Aslında bugünkü durum da 2002’deki şartlarla aynı. Hatta çok daha kötü. Ama şimdikiler o zaman Ecevit’in yapamadığı şeyleri yapabiliyorlar. Türkiye’nin geleceğine ilişkin ümit veremeseler de korku salabiliyorlar. Kendilerinin yerine gelecek hükümetin milli çıkarları koruyamayacağı iddiasıyla mevcut iktidarın “her şeye rağmen” yerinde kalmasına rıza göstermemizi istiyorlar.
Ecevit bunu yapmamıştı. “Ben gidersem benim yerime gelenler ülkeyi batırır, terör örgütlerine teslim ederler” demeyi akıl edememişti. Bunu yapsaydı belki yine seçimi kaybederdi ama oylarının tamamını kaybedip siyaset sahnesinin dışına düşmezdi belki. Şimdikiler iktidarı kaybetseler bile siyaset sahnesinde kalabilmenin hesabını yaparak hareket ediyorlar.
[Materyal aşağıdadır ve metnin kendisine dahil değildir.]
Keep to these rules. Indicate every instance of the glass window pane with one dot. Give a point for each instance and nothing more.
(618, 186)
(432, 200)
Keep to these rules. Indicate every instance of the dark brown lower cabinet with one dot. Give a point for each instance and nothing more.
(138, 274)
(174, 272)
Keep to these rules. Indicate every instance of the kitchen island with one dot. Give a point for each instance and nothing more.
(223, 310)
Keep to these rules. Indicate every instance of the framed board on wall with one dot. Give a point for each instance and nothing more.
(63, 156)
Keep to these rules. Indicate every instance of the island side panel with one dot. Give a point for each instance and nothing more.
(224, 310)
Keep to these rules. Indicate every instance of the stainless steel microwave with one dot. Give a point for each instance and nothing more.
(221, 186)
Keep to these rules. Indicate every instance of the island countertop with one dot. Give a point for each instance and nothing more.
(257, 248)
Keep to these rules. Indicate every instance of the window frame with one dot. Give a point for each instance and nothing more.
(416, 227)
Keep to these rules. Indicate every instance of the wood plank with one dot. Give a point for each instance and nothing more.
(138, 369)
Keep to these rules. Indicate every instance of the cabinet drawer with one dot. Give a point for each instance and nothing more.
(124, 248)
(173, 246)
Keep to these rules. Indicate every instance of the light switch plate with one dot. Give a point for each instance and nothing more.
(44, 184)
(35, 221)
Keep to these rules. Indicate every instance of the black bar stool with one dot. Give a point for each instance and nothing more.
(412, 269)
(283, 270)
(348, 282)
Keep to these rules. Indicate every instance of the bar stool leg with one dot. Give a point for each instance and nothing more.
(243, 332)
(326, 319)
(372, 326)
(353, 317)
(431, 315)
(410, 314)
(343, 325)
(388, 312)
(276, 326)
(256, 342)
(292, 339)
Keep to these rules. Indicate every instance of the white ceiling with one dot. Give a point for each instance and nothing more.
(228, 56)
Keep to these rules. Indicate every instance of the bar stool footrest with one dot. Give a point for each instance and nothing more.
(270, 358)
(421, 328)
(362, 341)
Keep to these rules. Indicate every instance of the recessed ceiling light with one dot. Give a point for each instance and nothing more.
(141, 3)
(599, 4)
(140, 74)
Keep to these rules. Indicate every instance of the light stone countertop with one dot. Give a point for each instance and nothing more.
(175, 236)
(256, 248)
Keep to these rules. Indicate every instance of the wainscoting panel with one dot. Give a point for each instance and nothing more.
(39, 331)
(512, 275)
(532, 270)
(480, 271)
Bunun da yolu “din, kitap, vatan, millet” retoriğiyle klasik sağ seçmenin bir bölümünü yanında tutabilmek.
Oysa Türkiye’de yaşanan sorunların iyi yönetim eksikliğinden kaynaklandığı görülmedikçe başka konular üzerinde vakit harcamanın anlamı olmaz. Muhalefetin altını çizmesi gereken yer burasıdır.